Wednesday, 4 October 2017

Inuits warn of melting permafrost in Russia

"Their Sky Has Changed!" Inuit elders sharing information with NASA as Canadian Alaskan and Russian permafrost is thawing at an alarming rate

Photo ktoo.org
3 October, 2017

Climate change is thawing the Yukon-Kuskokwim Delta's permafrost, and it's doing more than cracking foundations, sinking roads and accelerating erosion.

In villages like Kong, communities have stopped burying their dead because, as the permafrost melts, the oldest part of their cemetery is sinking.

Digging graves in the soggy ground were just making it worse.

Tribal Administrator Roland Andrew guided me through the cemetery.

The white crosses stick out of the sunken ground at odd angles, some of them almost completely submerged in the brackish water.

"After we dug down 6 feet, it created a lake around it," Andrew said.

The swamp appeared about 10 or 15 years ago and then expanded, swallowing the graves around it. The graveyard in the neighbouring village of Kwigillingok, or Kwig, is also sinking into swampland.

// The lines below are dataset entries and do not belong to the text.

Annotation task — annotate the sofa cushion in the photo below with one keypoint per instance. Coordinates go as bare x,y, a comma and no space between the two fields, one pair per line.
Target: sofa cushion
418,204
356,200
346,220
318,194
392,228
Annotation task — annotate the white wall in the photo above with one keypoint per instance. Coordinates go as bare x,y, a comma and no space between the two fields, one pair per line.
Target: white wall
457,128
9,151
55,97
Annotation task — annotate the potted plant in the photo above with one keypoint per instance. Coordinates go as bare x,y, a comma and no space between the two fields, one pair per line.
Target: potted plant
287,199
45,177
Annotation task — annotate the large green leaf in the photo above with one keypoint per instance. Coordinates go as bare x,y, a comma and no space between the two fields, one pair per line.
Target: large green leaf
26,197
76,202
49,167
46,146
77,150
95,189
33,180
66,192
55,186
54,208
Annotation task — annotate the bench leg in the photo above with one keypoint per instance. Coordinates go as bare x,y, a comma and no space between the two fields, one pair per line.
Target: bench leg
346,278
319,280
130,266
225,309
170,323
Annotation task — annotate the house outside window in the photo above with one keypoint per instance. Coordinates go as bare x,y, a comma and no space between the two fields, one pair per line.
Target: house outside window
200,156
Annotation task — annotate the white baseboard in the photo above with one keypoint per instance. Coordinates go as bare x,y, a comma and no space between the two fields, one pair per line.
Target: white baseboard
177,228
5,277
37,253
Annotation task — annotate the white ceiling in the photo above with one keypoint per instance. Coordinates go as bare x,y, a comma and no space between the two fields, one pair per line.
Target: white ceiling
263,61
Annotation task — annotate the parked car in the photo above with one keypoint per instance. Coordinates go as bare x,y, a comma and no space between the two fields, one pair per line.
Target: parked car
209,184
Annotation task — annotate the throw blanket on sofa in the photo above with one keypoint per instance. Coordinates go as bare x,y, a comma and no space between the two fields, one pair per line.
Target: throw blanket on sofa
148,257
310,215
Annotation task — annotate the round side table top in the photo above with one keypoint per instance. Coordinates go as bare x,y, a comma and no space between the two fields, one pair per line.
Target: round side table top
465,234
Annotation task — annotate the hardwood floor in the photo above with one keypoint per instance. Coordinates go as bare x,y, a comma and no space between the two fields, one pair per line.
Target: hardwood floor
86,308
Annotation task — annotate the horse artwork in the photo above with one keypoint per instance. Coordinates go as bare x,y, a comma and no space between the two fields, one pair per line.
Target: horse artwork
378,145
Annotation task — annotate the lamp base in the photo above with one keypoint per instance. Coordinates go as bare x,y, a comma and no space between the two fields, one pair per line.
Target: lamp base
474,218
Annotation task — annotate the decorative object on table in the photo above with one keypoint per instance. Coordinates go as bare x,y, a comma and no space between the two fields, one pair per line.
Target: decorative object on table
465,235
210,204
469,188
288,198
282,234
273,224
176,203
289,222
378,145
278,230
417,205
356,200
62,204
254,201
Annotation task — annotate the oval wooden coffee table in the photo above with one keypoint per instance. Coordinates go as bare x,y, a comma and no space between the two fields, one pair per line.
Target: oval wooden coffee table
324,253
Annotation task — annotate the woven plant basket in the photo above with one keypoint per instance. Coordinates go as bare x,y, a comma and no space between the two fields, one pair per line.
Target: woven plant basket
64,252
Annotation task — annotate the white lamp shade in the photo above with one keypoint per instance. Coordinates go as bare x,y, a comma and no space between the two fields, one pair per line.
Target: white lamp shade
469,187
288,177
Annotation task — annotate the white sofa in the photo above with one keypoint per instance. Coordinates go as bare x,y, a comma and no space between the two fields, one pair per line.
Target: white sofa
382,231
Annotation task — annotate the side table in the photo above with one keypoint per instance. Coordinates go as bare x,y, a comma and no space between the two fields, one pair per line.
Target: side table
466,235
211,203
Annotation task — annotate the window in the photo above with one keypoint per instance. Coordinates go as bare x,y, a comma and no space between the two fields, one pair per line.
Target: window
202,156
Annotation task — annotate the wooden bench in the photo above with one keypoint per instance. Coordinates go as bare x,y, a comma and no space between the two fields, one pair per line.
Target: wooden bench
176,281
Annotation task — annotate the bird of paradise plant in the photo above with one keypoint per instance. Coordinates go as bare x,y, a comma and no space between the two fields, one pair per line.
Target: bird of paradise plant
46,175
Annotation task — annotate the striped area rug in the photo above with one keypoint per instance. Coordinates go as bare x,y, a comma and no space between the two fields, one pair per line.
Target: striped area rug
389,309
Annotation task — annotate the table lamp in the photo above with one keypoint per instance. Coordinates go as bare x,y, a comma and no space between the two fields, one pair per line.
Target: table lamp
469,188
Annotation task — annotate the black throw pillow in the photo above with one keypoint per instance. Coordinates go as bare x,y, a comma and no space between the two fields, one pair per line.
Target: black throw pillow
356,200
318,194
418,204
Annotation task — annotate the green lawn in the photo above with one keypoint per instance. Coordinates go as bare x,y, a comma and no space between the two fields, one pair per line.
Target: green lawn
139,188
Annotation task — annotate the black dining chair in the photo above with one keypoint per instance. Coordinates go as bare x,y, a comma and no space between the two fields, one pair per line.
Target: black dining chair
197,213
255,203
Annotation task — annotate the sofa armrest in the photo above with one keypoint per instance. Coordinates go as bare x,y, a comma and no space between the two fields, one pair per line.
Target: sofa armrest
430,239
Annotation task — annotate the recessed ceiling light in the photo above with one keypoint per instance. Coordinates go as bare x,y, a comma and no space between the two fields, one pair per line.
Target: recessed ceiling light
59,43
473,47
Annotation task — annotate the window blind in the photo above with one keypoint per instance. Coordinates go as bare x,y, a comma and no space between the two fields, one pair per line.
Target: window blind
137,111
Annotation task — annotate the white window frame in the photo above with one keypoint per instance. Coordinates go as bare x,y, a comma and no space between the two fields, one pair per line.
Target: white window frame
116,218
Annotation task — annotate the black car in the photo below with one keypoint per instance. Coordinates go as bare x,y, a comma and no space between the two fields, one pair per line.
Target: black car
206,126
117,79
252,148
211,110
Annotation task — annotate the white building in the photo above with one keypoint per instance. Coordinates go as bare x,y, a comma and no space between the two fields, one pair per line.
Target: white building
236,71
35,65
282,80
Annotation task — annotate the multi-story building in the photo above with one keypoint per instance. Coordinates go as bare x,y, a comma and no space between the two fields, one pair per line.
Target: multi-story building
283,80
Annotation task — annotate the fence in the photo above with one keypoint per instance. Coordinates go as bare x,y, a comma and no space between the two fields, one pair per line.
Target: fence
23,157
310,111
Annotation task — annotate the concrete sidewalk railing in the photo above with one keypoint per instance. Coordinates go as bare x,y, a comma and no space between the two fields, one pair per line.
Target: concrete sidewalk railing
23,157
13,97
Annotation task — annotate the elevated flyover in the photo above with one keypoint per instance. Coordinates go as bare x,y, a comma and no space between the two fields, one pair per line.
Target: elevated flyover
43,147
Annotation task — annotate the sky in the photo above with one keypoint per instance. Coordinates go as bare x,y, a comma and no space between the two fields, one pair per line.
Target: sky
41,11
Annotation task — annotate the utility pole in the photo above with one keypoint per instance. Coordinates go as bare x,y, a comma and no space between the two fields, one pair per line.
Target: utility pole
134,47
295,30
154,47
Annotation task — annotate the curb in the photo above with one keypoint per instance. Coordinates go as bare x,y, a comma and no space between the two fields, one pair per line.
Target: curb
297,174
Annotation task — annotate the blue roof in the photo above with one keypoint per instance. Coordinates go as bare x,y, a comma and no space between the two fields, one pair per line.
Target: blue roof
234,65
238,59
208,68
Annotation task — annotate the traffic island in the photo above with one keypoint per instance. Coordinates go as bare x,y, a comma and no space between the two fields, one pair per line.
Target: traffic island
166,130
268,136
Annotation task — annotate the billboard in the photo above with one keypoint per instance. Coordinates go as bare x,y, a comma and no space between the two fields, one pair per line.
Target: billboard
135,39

After consulting with Kwig's elders for advice, Andrew said that Kong started laying its loved ones to rest in boxes above ground.

Digging into the ground removes the plants and topsoil that insulate the permafrost and accelerates the rising water.

Andrew said that the swamp stopped expanding when Kong stopped burying its dead, but a row of white grave boxes from about a decade ago are teetering at odd angles, sliding feet-first into the lake. The water is still causing problems.

The hill that the village stands on is slowly slipping down to sea level.
"This hill used to be high," he said. "And it's still going down."

He doesn't see Kong relocating.

If anything, he said, Kong's population might double in size in the future.
Community members in Kwig are talking about moving there because of the seasonal flooding. Andrew wants to be buried next to his parents; he keeps a picture of them above his desk.

They died last year within about eight months of each other after being married for over 60 years. Their grave boxes still smell like fresh paint and are wreathed in plastic flowers, propped up on blocks on the cemetery's highest ground, at least for now.

Warped roads sinking buildings eroding river banks, slanting spruce trees as permafrost in Bethal Alaska is deteriorating and shrinking Permafrost in and around Bethel is deteriorating and shrinking, even more quickly than most places in Alaska.

Since the first buildings out here, people have struggled with the freeze and thaw of the soils above the permafrost.

Now those challenges are amplified. "What they are saying is the permafrost is dying," said Eric Whitney, a home inspector and energy auditor in Bethel who has noticed newly eroding river banks, slanting spruce trees and homes shifting anew just weeks after being made level.

"I'm just assuming it is not coming back while we're around here."

Engineers designing new buildings and roads battle complex forces of nature in dealing with permafrost thaw.

One big project - addressing what appear as fierce frost heaves on Chief Eddie Hoffman Highway, one of the main roads through town - is still short on answers.

In the wild, boggy lands of the Yukon-Kuskokwim Delta, a tundra blanket naturally insulates ice-rich permafrost.

But in much of Bethel and surrounding villages, that blanket is long gone.

"When you lose the tundra, you lose your insulation," said Mike Salzbrun, owner of foundation and geotechnical contractor Salzbrun Services and Drilling, with decades of experience on the Y-K Delta. Permafrost here is considered "warm," maybe a fraction of a degree below freezing, so it's sensitive to just a slight warming of the air, said Vladimir Romanovsky, geophysics professor and permafrost researcher at the University of Alaska Fairbanks.